It's All Trew

Walking Plow Held Key to the Frontier


| May 2005


In 1837, a village blacksmith named John Deere created a plow from a worn saw blade. Amazingly, the new design resulted in a blade that sheared the soil cleanly and a moldboard that laid new soil aside in long, neat ribbons. It was a great improvement over previous plows where soil clung to the shares. By 1848, thousands of Deere's plows were sold each year.

This simple, horse-drawn device consisted of a hooked beam, a plow with a share and moldboard and two wooden handles. It was called a "walking plow" (or "stubble plow"), because the operator walked behind to steady and guide the plow. Though the furrow left behind was small and narrow, it had a great impact on the history of the West.

The economy of the young nation was based on horsepower, the four-legged kind. Tilling the soil for food production was absolutely necessary for survival. Farm equipment of the day was crude and slow. Deere's new plows, and those devised by others, made breaking the virgin soils of the new land easier, thus helping to provide the food and crops needed.

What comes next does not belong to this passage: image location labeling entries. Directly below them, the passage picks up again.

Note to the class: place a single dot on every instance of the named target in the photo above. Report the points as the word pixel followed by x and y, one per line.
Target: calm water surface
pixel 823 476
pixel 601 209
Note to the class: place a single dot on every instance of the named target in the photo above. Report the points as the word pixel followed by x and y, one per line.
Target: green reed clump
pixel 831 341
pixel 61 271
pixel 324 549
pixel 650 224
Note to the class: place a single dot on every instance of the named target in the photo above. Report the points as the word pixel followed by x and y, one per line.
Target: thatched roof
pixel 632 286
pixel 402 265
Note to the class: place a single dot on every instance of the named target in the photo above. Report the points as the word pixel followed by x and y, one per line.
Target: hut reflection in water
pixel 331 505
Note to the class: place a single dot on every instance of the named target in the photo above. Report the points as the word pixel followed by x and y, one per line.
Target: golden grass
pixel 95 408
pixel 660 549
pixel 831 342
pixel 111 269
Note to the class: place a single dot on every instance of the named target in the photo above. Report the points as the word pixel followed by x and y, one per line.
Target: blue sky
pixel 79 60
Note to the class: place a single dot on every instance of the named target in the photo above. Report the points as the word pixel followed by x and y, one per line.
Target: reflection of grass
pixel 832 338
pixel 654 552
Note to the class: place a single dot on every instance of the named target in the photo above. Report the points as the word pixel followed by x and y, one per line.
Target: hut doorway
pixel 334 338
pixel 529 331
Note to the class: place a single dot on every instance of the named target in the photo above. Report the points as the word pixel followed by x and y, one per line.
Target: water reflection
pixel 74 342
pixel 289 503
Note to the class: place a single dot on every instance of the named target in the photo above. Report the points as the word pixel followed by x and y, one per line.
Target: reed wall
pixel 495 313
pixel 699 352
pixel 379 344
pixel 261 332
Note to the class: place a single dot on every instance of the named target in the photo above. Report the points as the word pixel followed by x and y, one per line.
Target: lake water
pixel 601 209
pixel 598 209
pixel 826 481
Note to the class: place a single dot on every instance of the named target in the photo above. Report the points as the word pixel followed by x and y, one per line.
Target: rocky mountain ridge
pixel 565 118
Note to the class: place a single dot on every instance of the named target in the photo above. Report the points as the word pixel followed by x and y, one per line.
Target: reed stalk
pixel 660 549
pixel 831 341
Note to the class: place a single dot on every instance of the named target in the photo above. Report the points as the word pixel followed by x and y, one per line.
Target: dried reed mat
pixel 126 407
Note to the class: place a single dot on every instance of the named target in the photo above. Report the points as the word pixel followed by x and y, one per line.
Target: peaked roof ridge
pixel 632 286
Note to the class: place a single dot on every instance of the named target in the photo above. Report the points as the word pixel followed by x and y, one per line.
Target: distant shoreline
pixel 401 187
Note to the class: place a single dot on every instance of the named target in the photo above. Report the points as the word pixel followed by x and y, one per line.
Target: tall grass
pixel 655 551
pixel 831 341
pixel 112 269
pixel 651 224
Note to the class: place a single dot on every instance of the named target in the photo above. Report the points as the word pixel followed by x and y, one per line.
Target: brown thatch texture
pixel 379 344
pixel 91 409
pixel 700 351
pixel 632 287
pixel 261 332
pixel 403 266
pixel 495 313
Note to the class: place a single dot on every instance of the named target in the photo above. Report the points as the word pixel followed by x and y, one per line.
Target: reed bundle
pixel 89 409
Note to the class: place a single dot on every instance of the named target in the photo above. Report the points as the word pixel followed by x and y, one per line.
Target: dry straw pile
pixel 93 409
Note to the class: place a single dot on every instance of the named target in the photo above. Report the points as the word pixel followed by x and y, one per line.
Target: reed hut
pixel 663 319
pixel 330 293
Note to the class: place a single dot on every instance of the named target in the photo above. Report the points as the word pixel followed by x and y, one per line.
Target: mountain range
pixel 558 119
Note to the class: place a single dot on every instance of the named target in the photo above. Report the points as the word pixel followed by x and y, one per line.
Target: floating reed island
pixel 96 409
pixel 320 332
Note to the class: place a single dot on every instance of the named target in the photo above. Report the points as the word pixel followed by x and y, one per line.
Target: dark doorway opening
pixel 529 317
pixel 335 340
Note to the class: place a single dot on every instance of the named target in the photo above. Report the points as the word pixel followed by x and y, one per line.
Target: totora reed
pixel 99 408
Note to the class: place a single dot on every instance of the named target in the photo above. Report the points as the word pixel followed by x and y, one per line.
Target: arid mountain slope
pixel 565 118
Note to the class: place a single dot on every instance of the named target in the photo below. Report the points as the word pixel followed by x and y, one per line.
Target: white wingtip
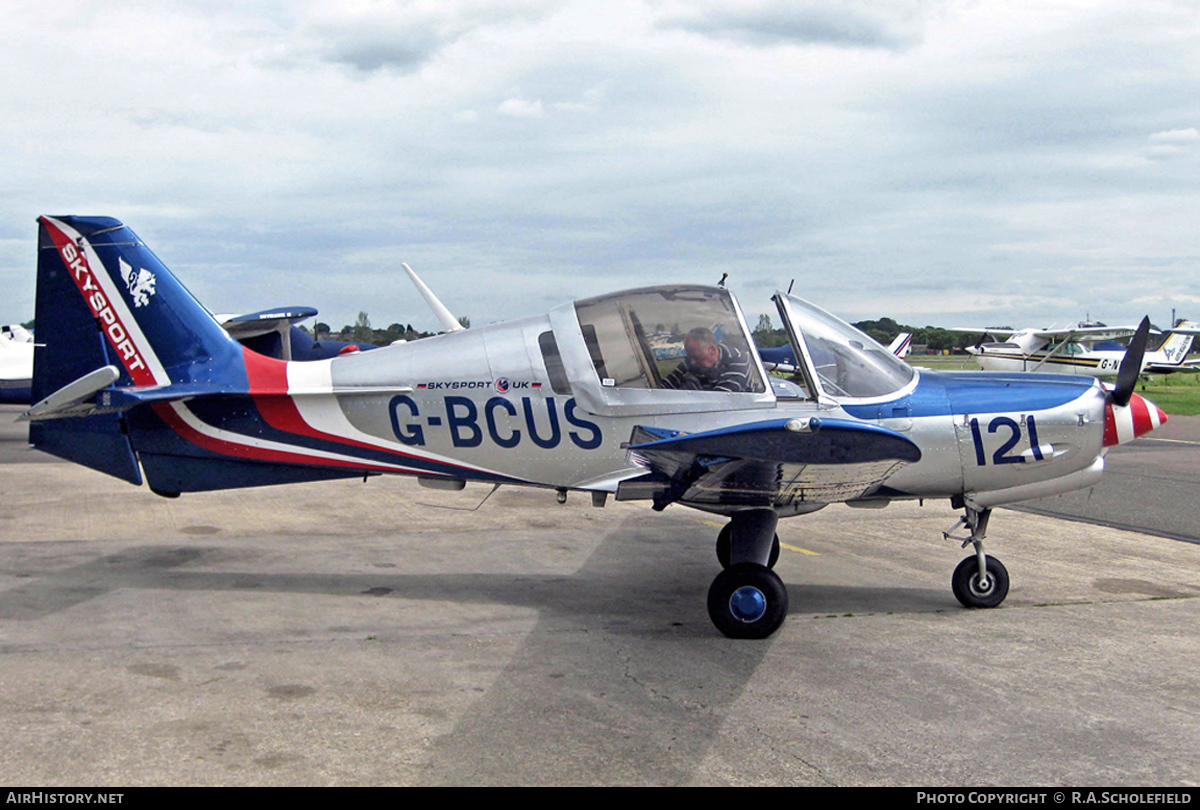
pixel 444 317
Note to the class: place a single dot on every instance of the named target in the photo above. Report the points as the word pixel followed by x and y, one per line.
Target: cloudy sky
pixel 939 162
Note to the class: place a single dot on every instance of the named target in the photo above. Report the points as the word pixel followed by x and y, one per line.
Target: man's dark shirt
pixel 731 372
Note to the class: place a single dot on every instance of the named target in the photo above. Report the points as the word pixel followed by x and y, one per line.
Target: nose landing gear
pixel 748 600
pixel 979 580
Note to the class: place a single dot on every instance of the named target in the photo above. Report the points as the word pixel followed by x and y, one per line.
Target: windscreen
pixel 670 337
pixel 849 363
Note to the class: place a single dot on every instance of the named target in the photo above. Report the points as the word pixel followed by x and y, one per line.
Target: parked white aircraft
pixel 16 364
pixel 1084 349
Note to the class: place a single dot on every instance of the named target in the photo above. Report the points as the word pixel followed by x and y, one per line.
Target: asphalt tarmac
pixel 383 634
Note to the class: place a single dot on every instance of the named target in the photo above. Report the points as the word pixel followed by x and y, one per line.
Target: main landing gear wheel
pixel 748 601
pixel 725 543
pixel 971 592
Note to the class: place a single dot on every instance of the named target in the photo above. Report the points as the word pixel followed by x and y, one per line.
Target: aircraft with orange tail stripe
pixel 653 394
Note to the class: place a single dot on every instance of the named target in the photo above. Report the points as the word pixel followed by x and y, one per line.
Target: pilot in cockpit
pixel 711 365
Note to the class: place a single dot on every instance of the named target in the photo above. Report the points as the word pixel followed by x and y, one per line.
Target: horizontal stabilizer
pixel 69 400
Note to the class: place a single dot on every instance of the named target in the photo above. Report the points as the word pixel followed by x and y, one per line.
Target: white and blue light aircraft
pixel 138 381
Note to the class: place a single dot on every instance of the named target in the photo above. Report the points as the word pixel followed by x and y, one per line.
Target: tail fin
pixel 106 300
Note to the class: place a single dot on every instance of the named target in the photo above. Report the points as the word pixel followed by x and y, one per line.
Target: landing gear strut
pixel 979 580
pixel 748 600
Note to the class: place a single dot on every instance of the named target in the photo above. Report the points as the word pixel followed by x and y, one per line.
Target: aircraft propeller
pixel 1131 366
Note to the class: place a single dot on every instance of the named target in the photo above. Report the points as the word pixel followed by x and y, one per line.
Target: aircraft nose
pixel 1126 424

When settlers reached the Great Plains to find few building materials available, they turned to the plow to cut ribbons of grass sod to form the walls of soddies and dugouts. The freshly stripped areas became gardens and fields.

Old-timers on the Plains recall plowing large parallel circles around their homes, then carefully burning the grass between furrows to protect against prairie fires, a threat in long, dry spells and in winter.

In Kansas, during the late 1870s and 1880s, settlers plowed parallel furrows and burned the middles. They then forced trail herds carrying Texas Tick Fever to stay between the furrows when passing through their area, protecting local herds. Riders patrolled the furrows with rifles to enforce the rules.